The council is asking for your thoughts. You might want to make some of these points in your response by 7 August 2021:

  • The council should set targets for reducing motor traffic, like the City of London’s Transport Strategy: “In addition to reducing motor traffic by 25% by 2030 we will aim for a reduction in motor traffic volumes of at least 50% by 2044”.
  • The council should be specific about how it will enable (not just 'encourage') people to shift to active travel. For instance:
  1. School streets result in more active travel to schools: what % of the borough’s schools will have them by when?
  2. Low traffic neighbourhoods reduce motor traffic by discouraging short unnecessary car journeys and provide a safe active travel network: what % of suitable streets will be covered by LTNs by when?

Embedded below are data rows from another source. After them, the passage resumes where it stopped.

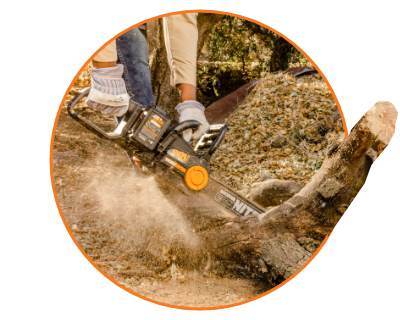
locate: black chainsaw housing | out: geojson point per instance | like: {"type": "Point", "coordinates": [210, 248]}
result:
{"type": "Point", "coordinates": [146, 134]}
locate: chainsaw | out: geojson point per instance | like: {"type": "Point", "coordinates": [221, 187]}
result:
{"type": "Point", "coordinates": [155, 146]}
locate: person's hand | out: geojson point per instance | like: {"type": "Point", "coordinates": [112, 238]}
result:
{"type": "Point", "coordinates": [192, 110]}
{"type": "Point", "coordinates": [108, 92]}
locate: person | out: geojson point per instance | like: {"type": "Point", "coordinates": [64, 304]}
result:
{"type": "Point", "coordinates": [121, 72]}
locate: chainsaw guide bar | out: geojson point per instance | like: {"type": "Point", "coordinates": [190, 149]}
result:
{"type": "Point", "coordinates": [154, 145]}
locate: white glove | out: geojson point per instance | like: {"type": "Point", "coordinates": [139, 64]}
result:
{"type": "Point", "coordinates": [192, 110]}
{"type": "Point", "coordinates": [108, 92]}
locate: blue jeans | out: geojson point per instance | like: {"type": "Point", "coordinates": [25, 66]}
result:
{"type": "Point", "coordinates": [133, 53]}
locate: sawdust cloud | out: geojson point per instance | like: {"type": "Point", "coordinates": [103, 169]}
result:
{"type": "Point", "coordinates": [145, 220]}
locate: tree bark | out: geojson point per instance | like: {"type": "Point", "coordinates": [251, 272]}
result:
{"type": "Point", "coordinates": [278, 242]}
{"type": "Point", "coordinates": [165, 95]}
{"type": "Point", "coordinates": [281, 50]}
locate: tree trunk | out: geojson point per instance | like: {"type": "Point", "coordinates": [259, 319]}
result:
{"type": "Point", "coordinates": [166, 96]}
{"type": "Point", "coordinates": [278, 242]}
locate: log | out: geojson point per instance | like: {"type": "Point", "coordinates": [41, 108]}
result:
{"type": "Point", "coordinates": [278, 242]}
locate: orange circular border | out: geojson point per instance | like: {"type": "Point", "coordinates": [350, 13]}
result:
{"type": "Point", "coordinates": [51, 160]}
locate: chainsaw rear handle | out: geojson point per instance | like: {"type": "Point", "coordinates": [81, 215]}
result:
{"type": "Point", "coordinates": [133, 112]}
{"type": "Point", "coordinates": [217, 142]}
{"type": "Point", "coordinates": [188, 124]}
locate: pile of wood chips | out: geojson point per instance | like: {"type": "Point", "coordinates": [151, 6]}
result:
{"type": "Point", "coordinates": [281, 131]}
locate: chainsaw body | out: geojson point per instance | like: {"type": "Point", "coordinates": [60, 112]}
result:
{"type": "Point", "coordinates": [155, 146]}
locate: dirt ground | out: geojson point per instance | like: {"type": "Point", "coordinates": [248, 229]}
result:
{"type": "Point", "coordinates": [117, 221]}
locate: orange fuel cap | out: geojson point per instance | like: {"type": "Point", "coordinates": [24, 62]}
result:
{"type": "Point", "coordinates": [196, 177]}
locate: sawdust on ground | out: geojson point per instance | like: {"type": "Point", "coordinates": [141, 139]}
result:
{"type": "Point", "coordinates": [83, 165]}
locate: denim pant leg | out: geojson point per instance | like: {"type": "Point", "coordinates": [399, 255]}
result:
{"type": "Point", "coordinates": [133, 53]}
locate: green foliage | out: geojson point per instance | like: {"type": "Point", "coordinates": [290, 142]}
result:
{"type": "Point", "coordinates": [234, 44]}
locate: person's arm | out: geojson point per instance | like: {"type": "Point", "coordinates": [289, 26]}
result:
{"type": "Point", "coordinates": [108, 92]}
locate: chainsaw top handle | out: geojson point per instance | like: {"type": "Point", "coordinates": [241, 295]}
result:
{"type": "Point", "coordinates": [134, 109]}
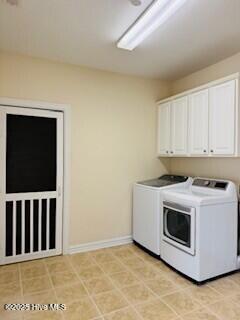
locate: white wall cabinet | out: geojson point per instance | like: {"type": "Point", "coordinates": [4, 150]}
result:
{"type": "Point", "coordinates": [164, 128]}
{"type": "Point", "coordinates": [198, 123]}
{"type": "Point", "coordinates": [203, 122]}
{"type": "Point", "coordinates": [172, 128]}
{"type": "Point", "coordinates": [179, 126]}
{"type": "Point", "coordinates": [222, 119]}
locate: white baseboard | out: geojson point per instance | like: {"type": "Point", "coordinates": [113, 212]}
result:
{"type": "Point", "coordinates": [90, 246]}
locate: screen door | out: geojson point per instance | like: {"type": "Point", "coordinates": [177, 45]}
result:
{"type": "Point", "coordinates": [31, 180]}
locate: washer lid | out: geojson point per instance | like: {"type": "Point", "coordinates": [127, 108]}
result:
{"type": "Point", "coordinates": [163, 181]}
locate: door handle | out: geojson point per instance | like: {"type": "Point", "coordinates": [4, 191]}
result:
{"type": "Point", "coordinates": [59, 191]}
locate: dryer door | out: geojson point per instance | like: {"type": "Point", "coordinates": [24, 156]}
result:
{"type": "Point", "coordinates": [179, 226]}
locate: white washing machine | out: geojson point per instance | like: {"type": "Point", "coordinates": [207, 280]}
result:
{"type": "Point", "coordinates": [147, 207]}
{"type": "Point", "coordinates": [200, 229]}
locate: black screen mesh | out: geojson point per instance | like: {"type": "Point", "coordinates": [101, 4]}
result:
{"type": "Point", "coordinates": [31, 154]}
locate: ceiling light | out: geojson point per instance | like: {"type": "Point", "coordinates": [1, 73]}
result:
{"type": "Point", "coordinates": [154, 16]}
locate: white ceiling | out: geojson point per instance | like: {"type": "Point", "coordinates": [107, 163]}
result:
{"type": "Point", "coordinates": [84, 32]}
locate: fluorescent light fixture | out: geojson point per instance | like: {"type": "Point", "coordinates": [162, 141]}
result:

  3. A high-quality cycle network with protected bike tracks separated from motor traffic will open up cycling to everyone, not just the brave: what % of the population will live within 400m of the safe cycle network by when? An easy way to start would be to make Westminster's new temporary cycle lanes permanent and protected - add your voice to this campaign
  4. Hubs for shared bikes, e-bikes & electric cars enable more active travel and allow more households to go car-free, further reducing unnecessary car journeys. What % of the population will live within 200m of a hub by when?
  5. Reduce parking spaces in favour of cycle lanes, cycle parking, parklets or 'rain gardens' to soak up heavy rainfall, and restrict controlled parking zones to one street each, rather than huge zones that residents can drive around. What % of car parking will be removed by when?

Finally - be brave and show leadership. An ambitious Climate Action Plan will challenge people’s behaviour and that always provokes a reaction. But a council that treats a climate emergency like an emergency will be ambitious and stand its ground, communicating and engaging on its robust measures to bring people with them, and not abandoning their plans at the first sign of opposition.